Hi @raphael-allard ,

Am I right in understanding that now the issue is that the links work but the overlay doesn't?

As a side note:

I noticed that the header assumes A4 while the PDF page is of variable XY location (resize_page_to_fit_in_content) and might not start with 0 as the bottom left corner. Why not use page.resize([0, 0, 595, 842]) (added to my example)?

raphael-allard commented 2 years ago

Hi Bo,

Actually the link is not working, sorry for this misunderstanding: the pdf quote is generated with the watermark but the link stays unclickable :/ Do you think to something else?

About your second comment, are you meaning that instead of create that whole long method, I could just use page.resize([0, 0, 595, 842]) on the client quote PDF?

Thanks for your patience!

boazsegev commented 2 years ago

Hi @raphael-allard ,

Watermark:

I just realized that your links might be unclickable and not broken.
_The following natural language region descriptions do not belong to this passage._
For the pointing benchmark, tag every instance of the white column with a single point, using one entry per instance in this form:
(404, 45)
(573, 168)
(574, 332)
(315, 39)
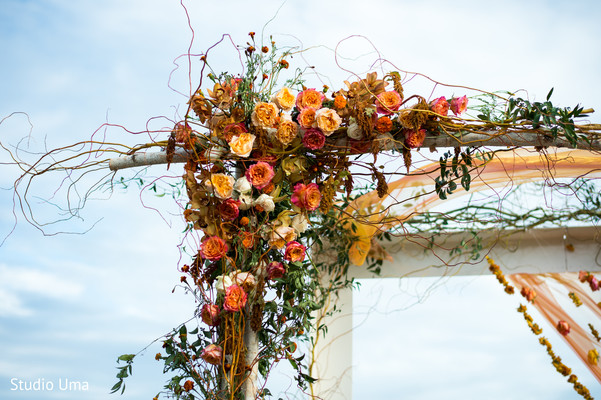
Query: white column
(333, 352)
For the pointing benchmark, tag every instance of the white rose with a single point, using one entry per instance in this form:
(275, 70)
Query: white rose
(246, 201)
(354, 130)
(300, 223)
(222, 283)
(265, 201)
(242, 185)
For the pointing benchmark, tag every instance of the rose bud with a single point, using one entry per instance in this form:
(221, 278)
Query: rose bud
(210, 314)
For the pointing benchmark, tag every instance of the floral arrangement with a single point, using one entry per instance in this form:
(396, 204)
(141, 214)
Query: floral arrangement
(270, 170)
(265, 165)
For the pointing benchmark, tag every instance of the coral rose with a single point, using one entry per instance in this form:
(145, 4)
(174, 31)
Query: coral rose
(459, 105)
(265, 115)
(383, 124)
(282, 235)
(244, 279)
(327, 120)
(287, 132)
(294, 252)
(213, 248)
(212, 354)
(314, 139)
(235, 298)
(284, 99)
(241, 145)
(306, 197)
(306, 118)
(440, 106)
(260, 174)
(414, 139)
(221, 184)
(210, 314)
(266, 202)
(309, 98)
(388, 102)
(275, 270)
(229, 209)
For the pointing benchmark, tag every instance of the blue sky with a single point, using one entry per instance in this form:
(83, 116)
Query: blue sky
(70, 304)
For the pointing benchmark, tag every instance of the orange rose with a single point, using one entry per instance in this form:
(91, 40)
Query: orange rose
(294, 252)
(388, 102)
(284, 99)
(248, 240)
(339, 102)
(232, 130)
(265, 115)
(242, 144)
(327, 120)
(235, 298)
(309, 98)
(287, 132)
(213, 248)
(222, 185)
(212, 354)
(306, 118)
(260, 174)
(383, 124)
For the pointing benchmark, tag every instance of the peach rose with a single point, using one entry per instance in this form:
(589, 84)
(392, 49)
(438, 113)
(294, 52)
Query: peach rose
(265, 115)
(275, 270)
(229, 209)
(383, 124)
(306, 118)
(294, 252)
(221, 184)
(213, 248)
(232, 130)
(388, 102)
(287, 132)
(327, 120)
(266, 202)
(210, 314)
(314, 139)
(414, 139)
(284, 99)
(260, 174)
(440, 106)
(306, 197)
(241, 145)
(235, 298)
(459, 105)
(309, 98)
(212, 354)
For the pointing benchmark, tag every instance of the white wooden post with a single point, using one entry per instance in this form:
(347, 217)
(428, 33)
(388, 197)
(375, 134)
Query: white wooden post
(534, 251)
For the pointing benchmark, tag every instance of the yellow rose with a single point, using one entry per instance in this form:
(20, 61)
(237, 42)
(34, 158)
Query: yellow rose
(327, 120)
(306, 118)
(284, 99)
(294, 165)
(241, 145)
(287, 132)
(222, 185)
(265, 115)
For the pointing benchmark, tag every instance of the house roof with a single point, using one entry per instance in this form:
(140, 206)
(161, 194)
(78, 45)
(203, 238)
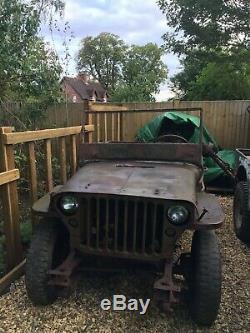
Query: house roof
(86, 90)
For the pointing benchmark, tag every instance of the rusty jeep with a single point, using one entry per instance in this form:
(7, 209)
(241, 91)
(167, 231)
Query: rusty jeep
(132, 202)
(241, 207)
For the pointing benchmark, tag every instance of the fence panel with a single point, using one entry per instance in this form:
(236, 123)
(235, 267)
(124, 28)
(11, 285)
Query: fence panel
(227, 121)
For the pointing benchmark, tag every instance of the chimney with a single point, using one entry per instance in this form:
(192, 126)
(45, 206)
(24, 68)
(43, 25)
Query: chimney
(84, 76)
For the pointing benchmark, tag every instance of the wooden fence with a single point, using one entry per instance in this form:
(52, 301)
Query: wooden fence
(227, 121)
(9, 176)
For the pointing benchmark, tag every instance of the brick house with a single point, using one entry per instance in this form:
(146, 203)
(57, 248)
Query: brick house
(81, 88)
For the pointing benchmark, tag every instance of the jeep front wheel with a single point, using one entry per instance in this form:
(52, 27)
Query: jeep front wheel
(205, 283)
(46, 252)
(241, 211)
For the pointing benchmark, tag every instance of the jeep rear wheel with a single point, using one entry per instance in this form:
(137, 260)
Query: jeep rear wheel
(241, 212)
(205, 283)
(46, 252)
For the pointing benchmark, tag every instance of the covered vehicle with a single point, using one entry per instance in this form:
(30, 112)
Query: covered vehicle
(187, 125)
(241, 207)
(132, 202)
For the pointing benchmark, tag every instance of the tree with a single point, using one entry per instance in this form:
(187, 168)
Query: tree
(206, 24)
(102, 57)
(212, 38)
(27, 67)
(221, 82)
(143, 72)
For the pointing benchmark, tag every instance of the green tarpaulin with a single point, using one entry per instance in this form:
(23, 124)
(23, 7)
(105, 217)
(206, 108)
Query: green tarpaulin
(187, 126)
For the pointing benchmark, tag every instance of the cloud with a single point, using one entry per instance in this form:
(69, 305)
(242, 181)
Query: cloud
(136, 22)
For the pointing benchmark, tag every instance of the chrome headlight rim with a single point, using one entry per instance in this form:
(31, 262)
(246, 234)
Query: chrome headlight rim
(180, 210)
(68, 204)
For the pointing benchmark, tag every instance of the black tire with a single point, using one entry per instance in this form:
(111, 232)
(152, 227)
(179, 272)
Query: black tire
(205, 283)
(46, 252)
(241, 212)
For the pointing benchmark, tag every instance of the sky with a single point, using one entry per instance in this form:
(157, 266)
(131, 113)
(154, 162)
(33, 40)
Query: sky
(136, 22)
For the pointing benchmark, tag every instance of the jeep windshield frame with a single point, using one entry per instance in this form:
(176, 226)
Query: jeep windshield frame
(137, 151)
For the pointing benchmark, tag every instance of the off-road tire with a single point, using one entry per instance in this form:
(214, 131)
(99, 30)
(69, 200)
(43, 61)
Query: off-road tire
(205, 284)
(241, 197)
(40, 259)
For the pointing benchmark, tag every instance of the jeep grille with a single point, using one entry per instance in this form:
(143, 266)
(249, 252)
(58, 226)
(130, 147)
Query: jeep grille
(122, 225)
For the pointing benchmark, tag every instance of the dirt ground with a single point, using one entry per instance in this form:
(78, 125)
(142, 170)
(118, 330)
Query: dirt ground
(82, 311)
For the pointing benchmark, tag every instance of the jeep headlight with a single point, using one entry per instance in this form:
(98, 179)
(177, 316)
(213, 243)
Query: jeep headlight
(177, 215)
(69, 204)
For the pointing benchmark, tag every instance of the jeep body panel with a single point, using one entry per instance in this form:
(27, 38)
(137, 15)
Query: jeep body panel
(159, 180)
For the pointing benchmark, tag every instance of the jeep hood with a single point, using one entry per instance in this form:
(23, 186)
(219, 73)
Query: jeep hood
(175, 181)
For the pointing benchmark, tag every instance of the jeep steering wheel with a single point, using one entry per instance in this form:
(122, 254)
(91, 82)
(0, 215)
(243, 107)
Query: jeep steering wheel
(171, 138)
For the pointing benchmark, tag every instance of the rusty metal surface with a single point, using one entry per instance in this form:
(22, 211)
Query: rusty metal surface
(167, 284)
(175, 181)
(214, 216)
(41, 206)
(173, 152)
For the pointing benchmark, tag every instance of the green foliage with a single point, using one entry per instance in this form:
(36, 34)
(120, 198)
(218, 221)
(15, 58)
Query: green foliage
(29, 70)
(206, 24)
(221, 82)
(213, 39)
(130, 73)
(143, 72)
(102, 57)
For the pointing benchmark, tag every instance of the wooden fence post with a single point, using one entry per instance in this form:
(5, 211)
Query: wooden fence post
(10, 205)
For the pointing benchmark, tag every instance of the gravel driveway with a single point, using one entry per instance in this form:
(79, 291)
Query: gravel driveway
(82, 312)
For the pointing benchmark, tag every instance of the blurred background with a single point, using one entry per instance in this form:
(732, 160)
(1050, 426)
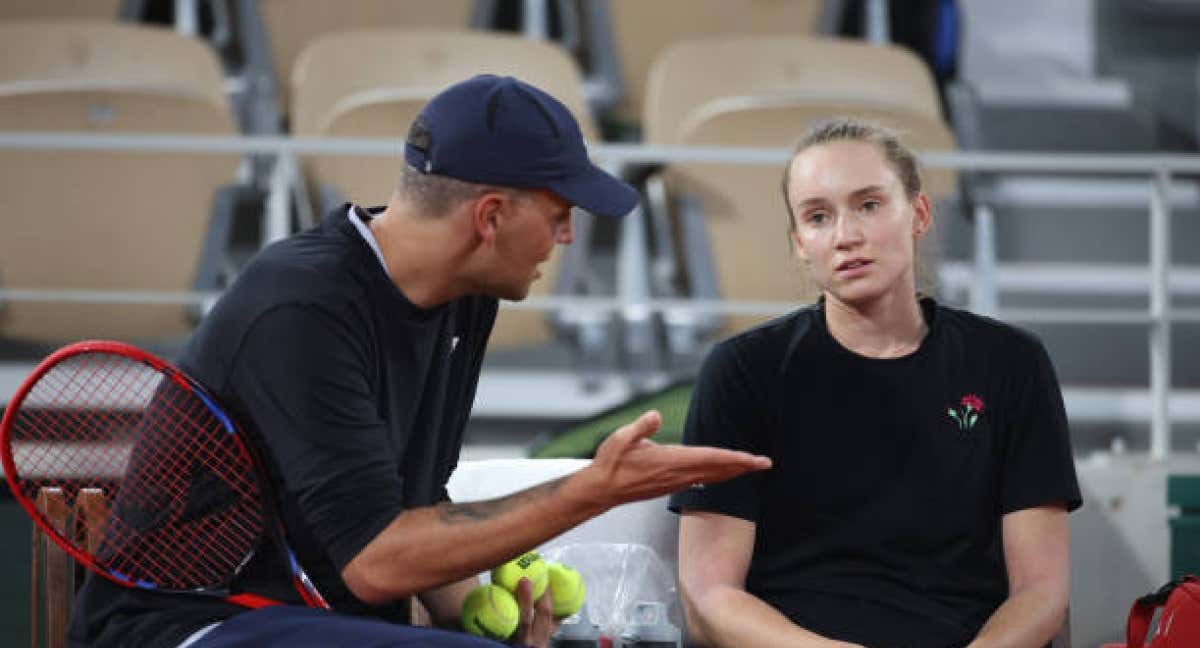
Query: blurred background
(149, 148)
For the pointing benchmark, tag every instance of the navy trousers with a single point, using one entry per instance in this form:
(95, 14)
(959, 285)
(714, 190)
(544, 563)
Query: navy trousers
(295, 627)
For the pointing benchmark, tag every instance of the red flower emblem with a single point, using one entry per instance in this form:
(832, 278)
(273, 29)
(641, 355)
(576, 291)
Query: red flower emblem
(972, 401)
(972, 407)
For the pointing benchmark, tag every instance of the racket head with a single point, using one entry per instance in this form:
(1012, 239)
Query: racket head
(183, 491)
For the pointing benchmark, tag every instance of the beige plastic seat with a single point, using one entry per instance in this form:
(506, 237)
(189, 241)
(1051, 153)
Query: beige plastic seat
(105, 220)
(766, 91)
(372, 83)
(40, 10)
(294, 24)
(642, 30)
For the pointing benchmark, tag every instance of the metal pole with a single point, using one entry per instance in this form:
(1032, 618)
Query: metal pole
(277, 215)
(186, 17)
(879, 24)
(1161, 315)
(535, 18)
(984, 293)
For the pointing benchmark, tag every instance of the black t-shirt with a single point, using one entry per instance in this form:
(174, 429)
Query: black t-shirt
(881, 520)
(358, 400)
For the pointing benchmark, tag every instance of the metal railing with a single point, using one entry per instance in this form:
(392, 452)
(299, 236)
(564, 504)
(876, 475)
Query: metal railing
(633, 300)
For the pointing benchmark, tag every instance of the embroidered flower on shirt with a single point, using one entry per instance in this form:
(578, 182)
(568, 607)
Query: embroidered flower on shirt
(971, 408)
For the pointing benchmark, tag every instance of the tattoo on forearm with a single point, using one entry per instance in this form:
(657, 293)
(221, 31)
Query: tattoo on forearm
(473, 511)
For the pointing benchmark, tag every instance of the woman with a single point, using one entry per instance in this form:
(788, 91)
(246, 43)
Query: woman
(922, 466)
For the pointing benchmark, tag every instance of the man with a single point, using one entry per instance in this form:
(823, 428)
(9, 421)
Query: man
(353, 352)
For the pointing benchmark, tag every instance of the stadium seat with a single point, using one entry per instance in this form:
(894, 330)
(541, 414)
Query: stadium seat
(766, 91)
(642, 30)
(97, 220)
(293, 24)
(372, 83)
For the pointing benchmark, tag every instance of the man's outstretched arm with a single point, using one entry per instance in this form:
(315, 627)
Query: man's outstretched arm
(431, 546)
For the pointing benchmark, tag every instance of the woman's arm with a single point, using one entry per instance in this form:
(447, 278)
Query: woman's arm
(714, 556)
(1037, 556)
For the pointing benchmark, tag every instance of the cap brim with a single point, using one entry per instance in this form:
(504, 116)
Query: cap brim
(598, 192)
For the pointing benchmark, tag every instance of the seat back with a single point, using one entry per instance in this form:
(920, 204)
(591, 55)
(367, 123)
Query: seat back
(54, 576)
(372, 83)
(105, 220)
(39, 10)
(766, 93)
(294, 24)
(643, 30)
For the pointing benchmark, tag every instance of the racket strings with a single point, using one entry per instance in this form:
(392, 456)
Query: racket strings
(181, 490)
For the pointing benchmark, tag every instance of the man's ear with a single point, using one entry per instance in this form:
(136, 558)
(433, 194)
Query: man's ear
(486, 215)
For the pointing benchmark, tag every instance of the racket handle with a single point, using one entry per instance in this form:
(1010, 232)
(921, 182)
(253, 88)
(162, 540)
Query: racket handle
(309, 593)
(252, 601)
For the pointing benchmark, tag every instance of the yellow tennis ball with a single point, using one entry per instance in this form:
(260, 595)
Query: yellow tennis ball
(567, 588)
(527, 565)
(489, 611)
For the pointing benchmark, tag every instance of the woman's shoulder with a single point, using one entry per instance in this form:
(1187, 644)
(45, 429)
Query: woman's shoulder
(772, 339)
(981, 329)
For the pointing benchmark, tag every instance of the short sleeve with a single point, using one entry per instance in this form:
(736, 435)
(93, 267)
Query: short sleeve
(305, 379)
(1039, 467)
(725, 413)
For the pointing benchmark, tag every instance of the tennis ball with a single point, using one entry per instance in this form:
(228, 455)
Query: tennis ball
(527, 565)
(489, 611)
(567, 588)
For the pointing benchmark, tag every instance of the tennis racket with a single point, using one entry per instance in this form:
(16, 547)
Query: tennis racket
(186, 499)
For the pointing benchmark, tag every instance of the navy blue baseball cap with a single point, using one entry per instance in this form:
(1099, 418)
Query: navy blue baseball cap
(502, 131)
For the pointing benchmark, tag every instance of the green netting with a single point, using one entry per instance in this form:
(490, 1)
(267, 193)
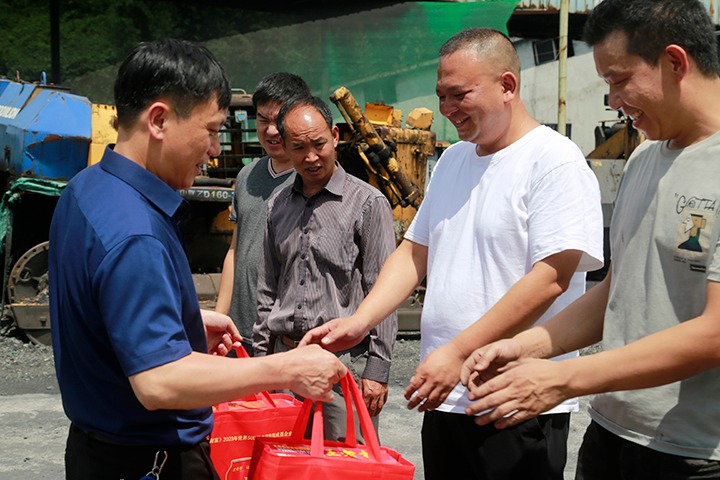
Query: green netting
(387, 54)
(13, 194)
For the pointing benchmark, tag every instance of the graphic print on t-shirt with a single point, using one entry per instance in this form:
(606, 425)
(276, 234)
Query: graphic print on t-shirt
(696, 216)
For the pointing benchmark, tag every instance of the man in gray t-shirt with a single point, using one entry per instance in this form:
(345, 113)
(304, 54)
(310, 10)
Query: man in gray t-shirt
(254, 185)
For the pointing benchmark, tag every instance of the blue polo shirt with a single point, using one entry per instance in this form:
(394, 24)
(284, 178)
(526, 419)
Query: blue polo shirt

Access to the links might be blocked by the watermark. Much like CSS, a transparent object / layer might prevent you from clicking a link under that layer. Try using underlay instead of an overlay... i.e.:

page >> watermark # instead of `page << watermark`

This really depends on the watermark (is it text? is it a transparent image covering the whole page?) and the PDF page (is the background transparent? will it allow an underlay to be seen?)...

I do not know what watermark you are using, but you could test the issue by temporarily using a text watermark that allows the mouse to access objects that the text does not cover. i.e.:

# untested pseudo code:
underlay = CombinePDF.create_page(page.page_size)
underlay.textbox "underlay", y:0, text_valign: :bottom, font_color: [0.75, 0.75, 0.75]
page >> underlay

overlay = CombinePDF.create_page(page.page_size)
overlay.textbox "overlay",  y:0, text_valign: :top, font_color: [0, 0, 0], opacity: 0.25
page << overlay

Resize:

I am not sure if page.resize will center the object horizontally or not (I think it should), so try it out and see... but yes, I think the page.resize(A4) (where A4 = [0, 0, 595, 842]) should work.

raphael-allard commented 2 years ago

Hi @boazsegev !

I'm sorry, I've just realised that I wasn't using the good word to describe what I'm trying to do... When I talk about "watermark", it doesn't refer to the filter we usually put on the whole image to prevent from copy. A picture is worth a thousand words :)

Screenshot 2021-09-20 at 21 16 32

Above is the PDF generated after the client uploaded it on our app. The whole yellow part is the client quote and the part arounded by a red square is what I call "watermark". I should have say "header" instead, sorry for my bad english... As you know, we combine this header to each page of the client quote to have the signature link on the top.

"Je valide mon devis en ligne" text should be clickable but nothing happens when I click on it and there is no "hand cursor" on the hover. All this red square is generated with html (you can have a look on my first message with the html.erb file).

The weird thing is when I generate this header as new pdf page and that I add it below the client quote, the link is clickable. But at the moment I combine it to each page of the quote, the link seems disappear. It's very confusing!

I tried your solution but unfortunately, the issue persists... Thanks again for your time, it's really appreciated!

raphael-allard commented 2 years ago

Few months later, I went back on that feature and I finally found a way to make it works!

When you combine two PDFs whose one of them has a link (ex: "click here to go on google" that it redirects to google.com), the related link is lost.

Instead of make the sentence clickable, I simply add the link permanently => "click on the following to go on google: google.com"

It was actually the easiest way to do!